Alexander Pope and Sir Ross Smith lived centuries apart, but both came to the same conclusion on the topic of arguing. Both men are quoted in Dale Carnegie’s book How to Win Friends and Influence People.  “Why prove to a man he is wrong? Is that going to make him like you?  Don’t argue – proving you’re right doesn’t win hearts,” Smith said 100 years ago.  200 years earlier, poet Alexander Pope used different words to convey the same idea: “Men must be taught as if you taught them not.”

David Ogilby, aptly named the Father of Advertising, stressed that “advertising is not an art form, but a message with a single purpose – to sell. Postcron’s Camila Villafarie points out that the “Ogilvian” techniques that worked in the 70s can be applied today in blogging. “The man goal of creating ads, Ogilvy was fond of saying, “is not to prove who’s more clever or witty.  People don’t have that much time to stop and read, so if you think you should surprise them with your words and creativity, you can do it, but never at the expense of making the sale,”,

There are several things the purpose of blogging is not. Not only isn’t the purpose to prove how clever or witty the writer is, it’s definitely not to prove how uninformed the reader is! Still, myth busting is a popular (and rightly so) use of corporate blogs, the idea being to disprove misconceptions about the product or service being offered.  Addressing misinformation is certainly one way to shine a positive light on a business owner’s or professional practitioner’s expertise in the field. The only problem is that people don’t like to be “argued out” of their misconceptions, and they definitely don’t like to be proven wrong!

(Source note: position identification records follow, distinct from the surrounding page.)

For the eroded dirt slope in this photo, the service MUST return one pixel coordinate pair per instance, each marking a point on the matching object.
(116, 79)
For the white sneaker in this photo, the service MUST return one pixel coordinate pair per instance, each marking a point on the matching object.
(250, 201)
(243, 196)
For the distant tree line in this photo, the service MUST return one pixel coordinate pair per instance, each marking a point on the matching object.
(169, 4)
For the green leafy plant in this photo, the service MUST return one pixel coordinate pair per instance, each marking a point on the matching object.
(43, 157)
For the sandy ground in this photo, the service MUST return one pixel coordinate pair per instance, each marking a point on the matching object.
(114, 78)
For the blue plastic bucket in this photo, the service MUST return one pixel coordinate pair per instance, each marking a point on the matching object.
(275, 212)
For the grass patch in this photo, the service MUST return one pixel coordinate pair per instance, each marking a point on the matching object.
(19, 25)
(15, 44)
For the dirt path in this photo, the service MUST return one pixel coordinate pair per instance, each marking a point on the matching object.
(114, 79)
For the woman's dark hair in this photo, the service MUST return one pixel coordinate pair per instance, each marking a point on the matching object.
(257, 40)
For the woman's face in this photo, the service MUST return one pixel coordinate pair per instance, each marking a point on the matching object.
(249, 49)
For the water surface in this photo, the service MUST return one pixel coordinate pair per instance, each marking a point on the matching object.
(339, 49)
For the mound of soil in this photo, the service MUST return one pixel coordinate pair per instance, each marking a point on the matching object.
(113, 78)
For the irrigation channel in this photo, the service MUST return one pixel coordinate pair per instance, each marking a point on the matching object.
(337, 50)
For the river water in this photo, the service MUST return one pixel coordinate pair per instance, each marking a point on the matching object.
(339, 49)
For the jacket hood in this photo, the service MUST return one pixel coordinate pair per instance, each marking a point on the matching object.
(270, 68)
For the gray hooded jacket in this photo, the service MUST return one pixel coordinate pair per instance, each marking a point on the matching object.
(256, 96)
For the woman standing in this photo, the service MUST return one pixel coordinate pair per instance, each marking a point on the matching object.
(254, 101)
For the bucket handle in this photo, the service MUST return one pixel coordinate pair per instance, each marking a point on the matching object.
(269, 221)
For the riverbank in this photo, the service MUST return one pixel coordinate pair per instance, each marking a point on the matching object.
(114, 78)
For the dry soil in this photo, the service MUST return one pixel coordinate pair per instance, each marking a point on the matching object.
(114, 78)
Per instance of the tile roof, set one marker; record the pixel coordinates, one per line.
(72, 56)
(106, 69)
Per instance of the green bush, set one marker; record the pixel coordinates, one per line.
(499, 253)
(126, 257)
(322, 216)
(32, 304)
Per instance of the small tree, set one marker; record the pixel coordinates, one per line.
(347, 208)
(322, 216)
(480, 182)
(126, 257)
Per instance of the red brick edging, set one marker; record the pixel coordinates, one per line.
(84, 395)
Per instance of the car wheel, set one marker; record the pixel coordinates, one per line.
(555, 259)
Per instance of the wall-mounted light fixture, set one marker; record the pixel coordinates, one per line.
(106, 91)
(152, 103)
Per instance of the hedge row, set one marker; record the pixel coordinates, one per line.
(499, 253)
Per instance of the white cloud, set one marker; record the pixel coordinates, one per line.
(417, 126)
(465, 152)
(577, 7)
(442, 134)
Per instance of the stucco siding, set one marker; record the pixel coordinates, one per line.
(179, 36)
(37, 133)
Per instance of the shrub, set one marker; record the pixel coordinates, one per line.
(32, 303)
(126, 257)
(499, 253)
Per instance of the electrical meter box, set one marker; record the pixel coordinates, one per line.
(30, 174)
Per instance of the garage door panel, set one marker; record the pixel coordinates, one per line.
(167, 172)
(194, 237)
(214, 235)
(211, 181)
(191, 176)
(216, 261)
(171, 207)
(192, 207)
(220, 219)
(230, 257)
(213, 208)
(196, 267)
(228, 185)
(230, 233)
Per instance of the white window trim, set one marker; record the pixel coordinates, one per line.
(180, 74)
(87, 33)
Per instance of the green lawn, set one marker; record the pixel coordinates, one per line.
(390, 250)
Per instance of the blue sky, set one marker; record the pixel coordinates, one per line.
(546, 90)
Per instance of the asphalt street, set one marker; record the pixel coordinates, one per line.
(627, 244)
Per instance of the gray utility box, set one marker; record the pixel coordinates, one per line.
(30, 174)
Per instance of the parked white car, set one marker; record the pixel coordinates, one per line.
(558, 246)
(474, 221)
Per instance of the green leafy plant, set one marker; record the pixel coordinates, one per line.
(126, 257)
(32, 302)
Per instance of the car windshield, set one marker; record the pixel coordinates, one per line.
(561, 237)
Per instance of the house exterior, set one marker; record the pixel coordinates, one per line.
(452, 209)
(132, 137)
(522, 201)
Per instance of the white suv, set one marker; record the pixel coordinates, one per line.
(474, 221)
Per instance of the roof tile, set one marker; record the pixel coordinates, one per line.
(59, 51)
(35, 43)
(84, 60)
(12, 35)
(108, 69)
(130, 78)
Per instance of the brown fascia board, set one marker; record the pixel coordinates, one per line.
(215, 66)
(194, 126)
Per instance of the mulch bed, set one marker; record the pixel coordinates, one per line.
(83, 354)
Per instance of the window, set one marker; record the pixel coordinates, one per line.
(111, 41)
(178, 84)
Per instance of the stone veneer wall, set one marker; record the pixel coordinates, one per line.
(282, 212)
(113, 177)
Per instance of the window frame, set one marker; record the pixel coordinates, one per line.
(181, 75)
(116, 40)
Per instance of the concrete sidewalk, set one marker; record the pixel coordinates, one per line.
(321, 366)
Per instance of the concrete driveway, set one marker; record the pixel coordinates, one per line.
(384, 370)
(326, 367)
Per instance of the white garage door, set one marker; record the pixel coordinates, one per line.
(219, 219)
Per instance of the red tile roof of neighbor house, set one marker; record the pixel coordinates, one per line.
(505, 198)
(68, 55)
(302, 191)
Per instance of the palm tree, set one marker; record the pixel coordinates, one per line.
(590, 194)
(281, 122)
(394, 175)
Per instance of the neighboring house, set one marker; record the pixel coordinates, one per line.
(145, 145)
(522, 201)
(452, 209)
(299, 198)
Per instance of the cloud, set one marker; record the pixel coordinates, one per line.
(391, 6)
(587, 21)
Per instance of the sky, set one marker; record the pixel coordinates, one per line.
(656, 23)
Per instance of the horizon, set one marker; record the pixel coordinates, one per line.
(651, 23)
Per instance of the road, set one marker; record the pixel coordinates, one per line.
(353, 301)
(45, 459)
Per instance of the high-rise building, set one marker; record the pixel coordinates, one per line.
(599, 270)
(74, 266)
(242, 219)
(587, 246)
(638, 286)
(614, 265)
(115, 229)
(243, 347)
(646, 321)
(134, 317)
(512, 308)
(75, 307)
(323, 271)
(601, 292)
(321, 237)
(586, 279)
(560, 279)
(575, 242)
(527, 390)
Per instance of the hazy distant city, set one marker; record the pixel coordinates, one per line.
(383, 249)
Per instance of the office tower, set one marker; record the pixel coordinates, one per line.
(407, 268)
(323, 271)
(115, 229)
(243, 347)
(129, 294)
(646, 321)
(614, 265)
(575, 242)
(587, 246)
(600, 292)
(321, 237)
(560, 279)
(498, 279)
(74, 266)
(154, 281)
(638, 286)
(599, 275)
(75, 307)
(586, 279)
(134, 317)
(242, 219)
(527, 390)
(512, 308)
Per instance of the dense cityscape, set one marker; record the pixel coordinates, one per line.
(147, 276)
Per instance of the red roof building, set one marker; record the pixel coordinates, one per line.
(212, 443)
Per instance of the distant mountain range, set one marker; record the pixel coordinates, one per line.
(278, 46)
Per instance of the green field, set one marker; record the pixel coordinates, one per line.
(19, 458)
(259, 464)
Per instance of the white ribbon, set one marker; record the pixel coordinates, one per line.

What about issues where there’s no “myth” involved, but on which there are differing opinions? As a long time blog writer, I tell business owners that it’s fine to take a stand, using various tactics to bolster that stance in the eyes of readers. Then, through including guest posts on their blog and also citing material expressing the opposing viewpoint, they can demonstrate that there can be a productive exchange of ideas. Blogs, after all, are not ads.

The typical website, I believe, is more like the catalogs of an earlier era, explaining what products and services the company offers, who the “players” are and in what geographical area they operate. Of course, the better websites give at least a taste of the corporate culture and some of the owners’ core beliefs.
Where the continuously renewed business blog writing comes in is to offer ideas and inspiration. For every fact about the company or about one of its products or services, a blog post addresses unspoken questions such as “So, is that different?”, “So, is that good for me?” A good idea is its own “advertisement”!

Sir Ross Smith was so right – proving you’re right doesn’t win hearts.  But, unlike Ogilvy’s insistence that the prime goal is making a sale, the purpose of business blogs may be a different one – winning hearts and inspiring action!